# Squirrel Pics from 2 good hunts



## HTC (Oct 6, 2005)

Here a some pictures from the past two weekends of my daughter and I that I thought you guys might enjoy. Deer are her favorite to hunt but she says squirrels are a close second. She out shot me this past weekend 5-3....Of course I was the one running the squirrel around to her side of the tree all the time.:sad:


----------



## Stiny357 (Nov 8, 2009)

Awesome. My daughter will start hunting with me next year!


----------



## No.4shot (Oct 22, 2002)

Thats a good size fox squirrel.


----------



## NEW HUDSON WALT (Jan 11, 2009)

man-o- man....great hunt....but it will be better eating...


----------



## fasthunter (Sep 15, 2006)

Sounds kind of like me. I love to deer hunt, but I'm seriously addicted to squirrel hunting. It's a blast and I love to eat the buggers! I hope my daughter will go with me when she's older. She's only seven months old now so I have a while. Gives me something to look forward to though. Great pics and I've been going alot lately too. Been addicting to sniping them with my pellet gun. Have some polymag pellets on the way. Can't wait to try em out.:evil: Also, is anyone else addicted to that thud when they fall out of the tree?...lol!


----------



## HTC (Oct 6, 2005)

fasthunter said:


> I hope my daughter will go with me when she's older. She's only seven months old now so I have a while. Gives me something to look forward to though.


I hope she does too there is just something special about taking your daughter out in the field. 

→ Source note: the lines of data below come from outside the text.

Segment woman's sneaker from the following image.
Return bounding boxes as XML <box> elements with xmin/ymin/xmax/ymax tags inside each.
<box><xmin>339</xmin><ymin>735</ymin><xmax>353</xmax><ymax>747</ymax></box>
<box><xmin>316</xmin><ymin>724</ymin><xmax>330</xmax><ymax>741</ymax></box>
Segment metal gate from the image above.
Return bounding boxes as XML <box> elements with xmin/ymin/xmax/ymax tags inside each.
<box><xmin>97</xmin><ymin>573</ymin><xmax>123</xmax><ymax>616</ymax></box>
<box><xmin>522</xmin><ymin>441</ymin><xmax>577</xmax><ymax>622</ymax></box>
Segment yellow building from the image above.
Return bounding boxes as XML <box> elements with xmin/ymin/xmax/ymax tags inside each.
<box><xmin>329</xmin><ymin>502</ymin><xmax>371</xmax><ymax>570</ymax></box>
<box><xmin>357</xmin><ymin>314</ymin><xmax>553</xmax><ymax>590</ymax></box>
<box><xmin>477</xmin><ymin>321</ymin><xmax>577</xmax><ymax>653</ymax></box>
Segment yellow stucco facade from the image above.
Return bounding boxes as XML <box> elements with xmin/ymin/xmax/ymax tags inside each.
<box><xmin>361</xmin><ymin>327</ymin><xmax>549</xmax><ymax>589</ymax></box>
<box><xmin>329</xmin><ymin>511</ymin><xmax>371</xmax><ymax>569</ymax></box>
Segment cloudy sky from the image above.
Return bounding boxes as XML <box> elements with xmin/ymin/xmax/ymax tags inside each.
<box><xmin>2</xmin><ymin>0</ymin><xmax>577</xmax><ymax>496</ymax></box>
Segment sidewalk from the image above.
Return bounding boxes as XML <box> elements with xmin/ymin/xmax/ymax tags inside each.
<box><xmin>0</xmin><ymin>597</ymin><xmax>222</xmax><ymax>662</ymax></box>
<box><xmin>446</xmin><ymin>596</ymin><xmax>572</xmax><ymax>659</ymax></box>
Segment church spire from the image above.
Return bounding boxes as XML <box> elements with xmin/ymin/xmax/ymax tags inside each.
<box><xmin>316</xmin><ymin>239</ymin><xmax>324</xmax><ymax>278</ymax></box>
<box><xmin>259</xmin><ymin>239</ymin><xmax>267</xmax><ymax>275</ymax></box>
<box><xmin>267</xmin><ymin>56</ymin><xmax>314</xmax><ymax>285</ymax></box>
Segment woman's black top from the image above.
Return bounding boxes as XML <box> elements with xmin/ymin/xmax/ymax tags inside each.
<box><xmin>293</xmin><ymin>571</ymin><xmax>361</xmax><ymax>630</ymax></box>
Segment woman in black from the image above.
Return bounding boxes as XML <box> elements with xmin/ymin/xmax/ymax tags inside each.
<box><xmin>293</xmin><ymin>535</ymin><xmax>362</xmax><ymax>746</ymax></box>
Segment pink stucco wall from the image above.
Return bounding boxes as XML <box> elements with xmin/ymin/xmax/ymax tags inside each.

It is hard to say though, my daughters are 13 months apart and couldn't be more opposite. The oldest one who is now 16 and pictured in this thread, is a natural born killer:lol:, zero hesitation. She has the same sparkle in her eye at the moment of truth that you and I get. My picture gallery is full of her photos from the outdoors. From barrel racing horses to taking her first buck at 8 years old she is a complete outdoors kid. 

The youngest, not so much. The computer, phone, friends, shopping and makeup are where it is at for her....and I am good with that plus it saves money on guns.


----------



## Cpt.Chaos (May 28, 2006)

Nice limb rats! Good job getting the young lady involved in hunting too!


----------



## fasthunter (Sep 15, 2006)

HTC said:


> I hope she does too there is just something special about taking your daughter out in the field.
> 
> It is hard to say though, my daughters are 13 months apart and couldn't be more opposite. The oldest one who is now 16 and pictured in this thread, is a natural born killer:lol:, zero hesitation. She has the same sparkle in her eye at the moment of truth that you and I get. My picture gallery is full of her photos from the outdoors. From barrel racing horses to taking her first buck at 8 years old she is a complete outdoors kid.
> 
> The youngest, not so much. The computer, phone, friends, shopping and makeup are where it is at for her....and I am good with that plus it saves money on guns.


 Sounds like a true outdoor girl there. Yeah, _I figured it was a fifty fifty too. I always joked around with my wife. I said watch our daughter will love the outdoors and if we have a boy down the road he'll probably not be into it:yikes::lol:. Either way I love my little girl. I just would love to share the outdoors with her. _


----------